The reason we just don't use 192.168.1.X to communicate is that for this particular purpose we are setting up a monitoring server. This monitoring server will use a FQDN (like servera.myservers.net) to try to ping Server B. So we need to know if there is a DNS failure or something.
One weird thing is that if you do a tracert from Server A to Server C, you get a timeout for the first two attempts, and then a connection, but you don't see it going through a gateway.
I believe that the Microsoft NAT implementation suffers from an artifact that many NAT implementations do (older Cisco PIXOS, Linux ipchains-- the precursor to iptables) in that NAT only occurs on traffic arriving on the "public" interface. The Cisco-ism for this behavior is "hairpinning" (I guess because the packet makes a "hairpin turn" and leaves through the interface it entered on).

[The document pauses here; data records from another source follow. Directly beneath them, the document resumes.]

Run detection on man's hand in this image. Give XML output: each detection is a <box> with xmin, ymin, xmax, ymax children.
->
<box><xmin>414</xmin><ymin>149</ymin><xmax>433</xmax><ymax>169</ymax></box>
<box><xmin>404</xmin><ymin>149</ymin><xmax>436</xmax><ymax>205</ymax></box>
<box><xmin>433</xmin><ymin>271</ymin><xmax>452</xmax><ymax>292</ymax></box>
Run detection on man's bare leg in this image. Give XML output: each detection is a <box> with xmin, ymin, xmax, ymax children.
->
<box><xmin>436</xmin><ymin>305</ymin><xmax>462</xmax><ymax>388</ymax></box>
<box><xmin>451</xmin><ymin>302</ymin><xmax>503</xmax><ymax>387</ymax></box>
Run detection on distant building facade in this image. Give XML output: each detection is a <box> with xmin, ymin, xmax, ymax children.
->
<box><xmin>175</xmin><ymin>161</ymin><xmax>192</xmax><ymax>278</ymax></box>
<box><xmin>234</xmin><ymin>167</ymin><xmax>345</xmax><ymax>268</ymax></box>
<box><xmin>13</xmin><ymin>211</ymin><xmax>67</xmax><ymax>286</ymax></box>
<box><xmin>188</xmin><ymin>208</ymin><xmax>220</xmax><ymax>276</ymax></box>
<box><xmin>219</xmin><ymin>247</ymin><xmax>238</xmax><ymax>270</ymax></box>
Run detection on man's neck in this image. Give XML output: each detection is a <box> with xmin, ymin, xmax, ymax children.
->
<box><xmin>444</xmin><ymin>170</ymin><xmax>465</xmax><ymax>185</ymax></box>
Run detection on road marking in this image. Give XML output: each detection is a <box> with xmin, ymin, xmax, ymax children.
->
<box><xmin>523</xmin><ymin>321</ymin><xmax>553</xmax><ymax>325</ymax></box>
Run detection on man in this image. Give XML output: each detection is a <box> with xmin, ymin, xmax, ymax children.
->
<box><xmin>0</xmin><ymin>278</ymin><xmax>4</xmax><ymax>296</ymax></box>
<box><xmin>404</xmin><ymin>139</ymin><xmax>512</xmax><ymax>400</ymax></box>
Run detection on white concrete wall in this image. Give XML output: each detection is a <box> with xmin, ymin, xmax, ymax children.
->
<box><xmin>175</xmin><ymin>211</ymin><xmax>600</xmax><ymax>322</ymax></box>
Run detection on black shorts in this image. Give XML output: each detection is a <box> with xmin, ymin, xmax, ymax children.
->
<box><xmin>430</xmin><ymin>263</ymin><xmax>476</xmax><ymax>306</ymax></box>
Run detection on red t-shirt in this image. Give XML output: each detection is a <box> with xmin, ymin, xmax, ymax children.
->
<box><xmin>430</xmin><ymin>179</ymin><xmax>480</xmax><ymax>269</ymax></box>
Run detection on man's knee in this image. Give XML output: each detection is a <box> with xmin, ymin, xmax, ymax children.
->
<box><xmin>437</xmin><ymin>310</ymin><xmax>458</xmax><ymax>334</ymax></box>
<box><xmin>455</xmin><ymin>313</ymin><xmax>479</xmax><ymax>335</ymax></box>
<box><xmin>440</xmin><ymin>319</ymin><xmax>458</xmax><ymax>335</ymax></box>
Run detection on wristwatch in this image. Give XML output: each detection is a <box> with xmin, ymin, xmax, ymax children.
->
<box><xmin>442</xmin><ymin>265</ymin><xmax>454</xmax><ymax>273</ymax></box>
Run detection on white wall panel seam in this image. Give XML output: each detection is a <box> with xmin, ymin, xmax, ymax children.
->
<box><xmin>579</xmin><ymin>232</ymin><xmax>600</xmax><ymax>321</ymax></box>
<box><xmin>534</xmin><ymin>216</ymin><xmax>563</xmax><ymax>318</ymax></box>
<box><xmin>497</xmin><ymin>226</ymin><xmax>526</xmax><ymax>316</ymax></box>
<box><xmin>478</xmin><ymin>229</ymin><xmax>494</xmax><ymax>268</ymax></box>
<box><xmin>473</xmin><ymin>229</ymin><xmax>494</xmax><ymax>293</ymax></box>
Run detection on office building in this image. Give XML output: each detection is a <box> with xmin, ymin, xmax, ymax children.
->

Here's an analagous problem:
A Customer has a Cisco PIX at the edge of their network doing NAT between a public static IP address and their LAN. They've got an HTTP server on the LAN at 192.168.1.1, and their public IP is 172.18.9.1. A request from a browser running on a PC on the LAN to "http://172.18.9.1" returns "The page could not be displayed" because the PIX NAT implementation does not NAT the traffic arriving on the internal interface bound for 172.18.9.1 to 192.168.1.1.
Here's a Server Fault question that also describes the behaviour I'm talking about (albeit, again, not specifically citing Microsoft's NAT implementation): Unable to connect on natted server from a host computer on the same LAN using public IP address
I believe you're seeing a similar behaviour with Microsoft's NAT implementation, but I don't have hard evidence (i.e. documentation from Microsoft). I don't have the resources to spin up a test machine at hand, and Microsoft doesn't seem to be using the "hairpin" keyword in their documentation to the positive or negative.
(I actually find it rather funny, in that Server Fault question that I reference above, that people consider a lack of "hairpinning" to be "normal". Linux iptables would handle what you're doing w/ no problem. I've always considered NAT implementations that can't handle this "hairpinning" to be inferior.)